In the end, Duval proposed whispering The Outsider's name as the way to return him to his human form, a revelation that was also a relief. “It felt meaningful and elegant enough,” says Duval. “Even if at first there was some confusion among the team, because when I explained that the mark of The Outsider was actually his real name in an ancient alphabet, some people understood that The Outsider was actually named Mark... which was, well, a bit underwhelming!”

Monforton also reveals that the in-game researcher whose work reveals name of The Outsider is a tribute to one of her favourite high school English teachers, Mr. Malchiodi. The name translates to “bad nails” in Italian, meaning the crucifixion nails, something Monforton considers quite apt considering how often she thinks of The Outsider as an Eldritch, Christ-like figure.

For every non-lethal ending in Dishonored, though, there’s a pistol held to the back of a head or a knife gliding across a throat for an easier solution. This method presents itself as stabbing The Outsider with the very blade that made him, the one that the cult used to sacrifice the boy he used to be all those centuries ago.

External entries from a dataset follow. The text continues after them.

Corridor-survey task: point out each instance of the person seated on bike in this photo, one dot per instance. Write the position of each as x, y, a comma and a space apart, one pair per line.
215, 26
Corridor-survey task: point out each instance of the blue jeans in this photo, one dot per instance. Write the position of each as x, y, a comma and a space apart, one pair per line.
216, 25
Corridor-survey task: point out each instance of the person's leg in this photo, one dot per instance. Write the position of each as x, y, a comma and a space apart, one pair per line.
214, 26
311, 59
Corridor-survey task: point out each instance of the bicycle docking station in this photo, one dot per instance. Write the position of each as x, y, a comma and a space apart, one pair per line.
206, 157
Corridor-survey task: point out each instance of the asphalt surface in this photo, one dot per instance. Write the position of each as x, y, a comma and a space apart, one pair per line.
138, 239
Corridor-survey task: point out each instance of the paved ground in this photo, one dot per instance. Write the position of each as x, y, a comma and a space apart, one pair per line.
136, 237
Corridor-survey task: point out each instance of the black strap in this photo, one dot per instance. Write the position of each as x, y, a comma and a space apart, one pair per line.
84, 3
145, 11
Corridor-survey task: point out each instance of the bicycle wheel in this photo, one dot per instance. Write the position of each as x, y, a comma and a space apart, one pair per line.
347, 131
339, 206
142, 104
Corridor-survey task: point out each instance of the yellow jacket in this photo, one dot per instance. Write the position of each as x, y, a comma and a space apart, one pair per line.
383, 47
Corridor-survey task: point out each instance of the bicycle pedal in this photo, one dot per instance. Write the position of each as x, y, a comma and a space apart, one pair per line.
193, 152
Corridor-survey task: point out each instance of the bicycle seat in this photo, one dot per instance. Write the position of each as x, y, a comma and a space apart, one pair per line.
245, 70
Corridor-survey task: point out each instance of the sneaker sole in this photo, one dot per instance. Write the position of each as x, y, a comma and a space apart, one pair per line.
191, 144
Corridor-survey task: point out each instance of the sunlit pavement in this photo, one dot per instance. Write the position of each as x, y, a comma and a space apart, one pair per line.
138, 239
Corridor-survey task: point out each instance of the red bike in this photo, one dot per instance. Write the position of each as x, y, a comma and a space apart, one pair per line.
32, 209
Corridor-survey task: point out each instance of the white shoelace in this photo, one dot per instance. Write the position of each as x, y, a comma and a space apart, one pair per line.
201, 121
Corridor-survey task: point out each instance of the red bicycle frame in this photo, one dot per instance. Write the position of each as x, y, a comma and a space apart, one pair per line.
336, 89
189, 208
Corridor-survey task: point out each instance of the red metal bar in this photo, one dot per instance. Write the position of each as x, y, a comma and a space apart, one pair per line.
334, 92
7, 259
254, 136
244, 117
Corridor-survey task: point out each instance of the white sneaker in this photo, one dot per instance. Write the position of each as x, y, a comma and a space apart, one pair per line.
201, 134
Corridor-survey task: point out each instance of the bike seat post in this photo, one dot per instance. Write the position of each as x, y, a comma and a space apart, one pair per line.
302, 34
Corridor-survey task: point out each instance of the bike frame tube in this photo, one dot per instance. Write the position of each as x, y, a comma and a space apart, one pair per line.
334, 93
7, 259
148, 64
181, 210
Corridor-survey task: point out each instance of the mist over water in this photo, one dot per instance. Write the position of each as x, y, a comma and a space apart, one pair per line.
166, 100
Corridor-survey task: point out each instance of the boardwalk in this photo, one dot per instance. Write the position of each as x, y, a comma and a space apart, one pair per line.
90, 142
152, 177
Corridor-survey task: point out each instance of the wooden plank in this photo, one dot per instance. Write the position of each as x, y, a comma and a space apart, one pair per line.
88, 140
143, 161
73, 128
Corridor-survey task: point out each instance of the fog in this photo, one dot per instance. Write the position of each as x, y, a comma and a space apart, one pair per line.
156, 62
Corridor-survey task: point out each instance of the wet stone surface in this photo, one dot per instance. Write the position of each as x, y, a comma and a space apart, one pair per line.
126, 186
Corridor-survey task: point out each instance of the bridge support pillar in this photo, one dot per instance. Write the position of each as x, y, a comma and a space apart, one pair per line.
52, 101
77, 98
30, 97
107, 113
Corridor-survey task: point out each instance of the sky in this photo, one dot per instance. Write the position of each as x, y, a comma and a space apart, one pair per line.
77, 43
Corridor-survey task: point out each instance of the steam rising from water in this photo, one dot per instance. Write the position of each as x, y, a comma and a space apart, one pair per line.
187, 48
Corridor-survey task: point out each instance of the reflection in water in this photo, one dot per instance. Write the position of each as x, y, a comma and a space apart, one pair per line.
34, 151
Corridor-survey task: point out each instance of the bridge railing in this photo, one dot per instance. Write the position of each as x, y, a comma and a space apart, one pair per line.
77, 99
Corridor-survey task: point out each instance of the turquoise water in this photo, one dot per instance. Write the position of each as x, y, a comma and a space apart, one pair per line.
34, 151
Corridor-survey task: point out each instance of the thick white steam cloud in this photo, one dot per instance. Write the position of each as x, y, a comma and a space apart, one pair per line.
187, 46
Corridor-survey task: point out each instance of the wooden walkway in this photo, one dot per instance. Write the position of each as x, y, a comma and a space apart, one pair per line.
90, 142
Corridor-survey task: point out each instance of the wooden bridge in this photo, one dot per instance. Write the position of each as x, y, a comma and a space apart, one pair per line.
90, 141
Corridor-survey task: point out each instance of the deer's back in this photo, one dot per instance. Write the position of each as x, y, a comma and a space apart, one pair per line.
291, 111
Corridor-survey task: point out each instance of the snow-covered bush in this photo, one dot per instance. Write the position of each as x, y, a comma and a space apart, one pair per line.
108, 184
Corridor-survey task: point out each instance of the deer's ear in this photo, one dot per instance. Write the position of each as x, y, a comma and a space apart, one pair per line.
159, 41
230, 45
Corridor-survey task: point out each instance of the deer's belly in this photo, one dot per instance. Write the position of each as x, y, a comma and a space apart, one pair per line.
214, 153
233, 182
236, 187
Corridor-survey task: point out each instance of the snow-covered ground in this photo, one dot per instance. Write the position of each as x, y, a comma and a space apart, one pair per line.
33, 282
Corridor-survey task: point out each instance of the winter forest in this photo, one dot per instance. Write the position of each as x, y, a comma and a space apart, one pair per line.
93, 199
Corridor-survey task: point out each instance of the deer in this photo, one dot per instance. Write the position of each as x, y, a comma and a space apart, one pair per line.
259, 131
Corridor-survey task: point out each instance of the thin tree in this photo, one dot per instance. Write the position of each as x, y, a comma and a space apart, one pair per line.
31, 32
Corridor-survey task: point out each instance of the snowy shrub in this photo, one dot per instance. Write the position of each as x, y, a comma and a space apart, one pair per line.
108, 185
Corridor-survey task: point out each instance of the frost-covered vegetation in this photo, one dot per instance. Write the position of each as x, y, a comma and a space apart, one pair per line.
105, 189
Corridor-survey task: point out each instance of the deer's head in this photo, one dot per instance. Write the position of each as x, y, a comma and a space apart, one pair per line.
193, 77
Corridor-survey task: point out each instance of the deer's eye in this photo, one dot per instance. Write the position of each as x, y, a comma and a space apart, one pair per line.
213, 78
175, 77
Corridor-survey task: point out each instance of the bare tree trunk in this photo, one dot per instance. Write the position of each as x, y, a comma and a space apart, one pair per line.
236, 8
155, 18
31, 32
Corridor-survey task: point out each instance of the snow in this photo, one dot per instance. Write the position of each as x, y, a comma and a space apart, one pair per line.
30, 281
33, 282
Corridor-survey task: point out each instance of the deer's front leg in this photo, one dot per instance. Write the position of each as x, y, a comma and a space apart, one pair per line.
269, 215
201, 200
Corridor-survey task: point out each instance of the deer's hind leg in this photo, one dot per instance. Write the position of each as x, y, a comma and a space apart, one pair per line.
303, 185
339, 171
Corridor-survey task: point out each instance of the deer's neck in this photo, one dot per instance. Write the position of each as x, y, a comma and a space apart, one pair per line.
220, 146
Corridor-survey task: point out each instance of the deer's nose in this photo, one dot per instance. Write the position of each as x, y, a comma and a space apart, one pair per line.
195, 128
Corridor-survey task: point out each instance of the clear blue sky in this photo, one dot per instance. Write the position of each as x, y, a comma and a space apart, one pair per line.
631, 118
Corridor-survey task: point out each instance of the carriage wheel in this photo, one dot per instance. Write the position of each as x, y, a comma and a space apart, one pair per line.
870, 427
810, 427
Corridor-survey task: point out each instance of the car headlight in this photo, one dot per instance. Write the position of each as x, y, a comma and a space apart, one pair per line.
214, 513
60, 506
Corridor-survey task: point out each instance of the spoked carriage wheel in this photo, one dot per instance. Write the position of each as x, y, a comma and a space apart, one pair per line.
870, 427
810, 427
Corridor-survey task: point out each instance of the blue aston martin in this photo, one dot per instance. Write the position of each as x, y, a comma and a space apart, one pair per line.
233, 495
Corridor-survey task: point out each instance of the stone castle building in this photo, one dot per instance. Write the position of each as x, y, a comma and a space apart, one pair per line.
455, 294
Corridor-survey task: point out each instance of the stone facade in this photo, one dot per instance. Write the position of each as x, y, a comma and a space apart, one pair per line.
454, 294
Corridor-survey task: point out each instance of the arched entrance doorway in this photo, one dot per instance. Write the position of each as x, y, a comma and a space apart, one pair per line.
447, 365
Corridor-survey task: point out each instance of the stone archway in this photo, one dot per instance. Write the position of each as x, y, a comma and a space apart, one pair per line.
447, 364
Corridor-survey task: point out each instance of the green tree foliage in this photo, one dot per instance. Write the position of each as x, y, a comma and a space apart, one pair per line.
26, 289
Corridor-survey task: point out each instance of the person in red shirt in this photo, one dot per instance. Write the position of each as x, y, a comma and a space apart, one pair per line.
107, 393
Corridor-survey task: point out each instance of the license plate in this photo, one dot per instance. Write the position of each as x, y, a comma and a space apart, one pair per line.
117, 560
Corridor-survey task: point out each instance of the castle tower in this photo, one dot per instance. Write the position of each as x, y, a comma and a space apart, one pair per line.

Megill describes a very different lethal ending to the one we saw in the final game. “When Arkane first described his death to me, it felt bizarrely like a minor plot point,” she explains. “Billie killed him, you blinked, and it was over. Smash cut to the end of the game.” This didn’t sit right with Megill, especially when she knew The Outsider was so beloved to fans of the Dishonored series - noting that some even call him their “moody eldritch boyfriend”. So Megill challenged this point to both Smith and Duvall, and was incredibly nervous about it at that, being a contract writer approaching the two creative leads who she’d only just been introduced to, in order to change the very climax of the story they had established.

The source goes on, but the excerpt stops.